KBBI sebagai patokan sebenarnya menunjukan bahwa ada
beberapa kata yang bermakna hampir sama, tetapi sesungguhnya secara makna
bahasa dalam masyarakat berbeda penggunaannya. Kamus manapun, termasuk KBBI
selalu berkembang. Kadang apa yang berkembang di dalam masyarakat belum tentu selalu
terekam di kamus. Penggunaan bahasa di dalam masyarakat terkadang memiliki arti
yang berbeda. Seperti halnya tradisi pesantren di Jawa. Ada kata pulang dan
puas, “Pulang” itu seperti mudik, sedangkan “Puas” itu pulang kampung, entah
itu karena dikeluarkan dari pesantren ataupun mengundurkan diri, tapi intinya
pulang bukan karena selesai pendidikan.
Menurut Profesor Harimurti Kridalaksana, yang merupakan
seorang pakar sastra Indonesia dan merupakan guru besar di Fakultas Ilmu Budaya
Universitas Indonesia mengatakan bahwa kata “pulang kampung” lebih dulu muncul
daripada kata “mudik”. Kata “mudik” berasal dari bahasa Melayu yaitu udik, yang
berarti desa atau dusun. Kata mudik juga di dalam bahasa Jawa berasal dari
“mulih dilik” yang berarti pulang sebentar. Jika dilihat seharusnya durasi
mudik lebih relatif sebentar ketimbang dengan kata pulang, yang bisa saja
dimaknai tidak akan balik.
Bahasa di dalam masyarakat terkadang tidak dapat
diartikan secara konteks leksikal saja. jika kita melihat penutur bahasa
Indonesia sekarang, baik secara lisan maupun tulisan mudik dan pulang kampung
memang memiliki relasi makna yang bias. Jika secara leksikal kedua kata
tersebut merupakan sinonimi tetapi pada kenyataannya tidak sedikit yang
menunjukan bahwa mudik dan pulang kampung tidak bisa selalu dipertukarkan pemakaiannya.
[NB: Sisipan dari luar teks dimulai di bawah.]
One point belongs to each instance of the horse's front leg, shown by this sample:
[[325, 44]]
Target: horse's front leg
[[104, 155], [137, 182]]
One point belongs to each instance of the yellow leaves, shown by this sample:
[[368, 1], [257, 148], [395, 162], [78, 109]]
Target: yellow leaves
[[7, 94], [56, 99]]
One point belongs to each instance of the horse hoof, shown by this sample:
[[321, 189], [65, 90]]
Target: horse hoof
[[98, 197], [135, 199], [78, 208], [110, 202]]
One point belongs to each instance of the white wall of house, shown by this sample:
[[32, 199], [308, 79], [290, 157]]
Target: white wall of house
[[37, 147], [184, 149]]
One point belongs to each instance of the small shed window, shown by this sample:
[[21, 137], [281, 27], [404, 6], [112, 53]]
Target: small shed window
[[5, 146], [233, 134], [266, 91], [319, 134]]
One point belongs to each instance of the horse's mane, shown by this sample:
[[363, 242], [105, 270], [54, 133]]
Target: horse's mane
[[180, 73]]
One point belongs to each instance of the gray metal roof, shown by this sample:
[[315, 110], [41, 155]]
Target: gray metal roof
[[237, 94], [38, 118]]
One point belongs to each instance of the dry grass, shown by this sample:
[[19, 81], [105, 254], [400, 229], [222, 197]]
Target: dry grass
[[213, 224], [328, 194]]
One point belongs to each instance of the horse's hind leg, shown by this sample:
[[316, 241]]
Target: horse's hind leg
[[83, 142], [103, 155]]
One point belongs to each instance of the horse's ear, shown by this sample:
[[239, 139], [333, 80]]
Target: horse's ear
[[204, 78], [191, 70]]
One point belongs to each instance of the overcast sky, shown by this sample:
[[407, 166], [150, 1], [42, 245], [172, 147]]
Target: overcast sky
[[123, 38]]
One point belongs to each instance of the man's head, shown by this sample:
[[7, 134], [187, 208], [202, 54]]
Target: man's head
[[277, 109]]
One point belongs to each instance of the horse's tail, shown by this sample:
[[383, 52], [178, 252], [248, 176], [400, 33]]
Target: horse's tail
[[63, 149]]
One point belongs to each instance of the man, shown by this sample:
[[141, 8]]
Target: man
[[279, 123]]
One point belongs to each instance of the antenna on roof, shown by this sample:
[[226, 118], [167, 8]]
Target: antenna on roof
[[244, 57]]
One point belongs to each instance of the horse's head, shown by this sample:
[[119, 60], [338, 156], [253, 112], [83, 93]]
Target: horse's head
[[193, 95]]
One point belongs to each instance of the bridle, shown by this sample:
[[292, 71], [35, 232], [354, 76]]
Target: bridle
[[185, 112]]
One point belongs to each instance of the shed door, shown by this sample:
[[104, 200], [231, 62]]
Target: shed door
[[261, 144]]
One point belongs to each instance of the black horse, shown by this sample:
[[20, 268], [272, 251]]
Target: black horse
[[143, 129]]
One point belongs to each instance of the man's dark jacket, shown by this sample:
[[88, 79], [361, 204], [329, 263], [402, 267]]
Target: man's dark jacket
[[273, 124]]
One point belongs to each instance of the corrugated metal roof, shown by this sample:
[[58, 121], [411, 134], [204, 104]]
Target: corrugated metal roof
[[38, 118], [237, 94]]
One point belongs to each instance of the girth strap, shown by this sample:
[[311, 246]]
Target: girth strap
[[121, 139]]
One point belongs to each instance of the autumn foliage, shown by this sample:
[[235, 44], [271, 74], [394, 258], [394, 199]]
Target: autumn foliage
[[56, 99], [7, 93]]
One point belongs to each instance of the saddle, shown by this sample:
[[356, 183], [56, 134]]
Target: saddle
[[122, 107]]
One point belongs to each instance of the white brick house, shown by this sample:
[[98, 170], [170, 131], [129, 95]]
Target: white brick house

Dalam konteks kekinian, pergeseran makna di dalam masyarakat
mengidentifikasikan bahwa mudik merupakan kegiatan balik ke kampung halaman
ketika menjelang hari raya, dengan maksud melaksanakan kumpul lebaran bersama
keluarga. Akan tetapi dalam penggunaan pulang kampung biasanya akan menambahkan
penjelasan dengan konteks kata lebaran. Misalnya seperi “tahun ini lebaran
pulang kampung gak mas?” dan sebaliknya dengan munggunakan kata mudik, penutur
akan mengatakan kepada petutur misalnya seperti “gimana, tahun ini mudik gak
mas?”. Dengan pertanyaan itu kita secara spontan akan mengerti konteksnya,
bahwa yang di maksud dengan si penutur adalah melakukan kegiatan pulang kampung
untuk melaksanakan hari raya di kampung halaman.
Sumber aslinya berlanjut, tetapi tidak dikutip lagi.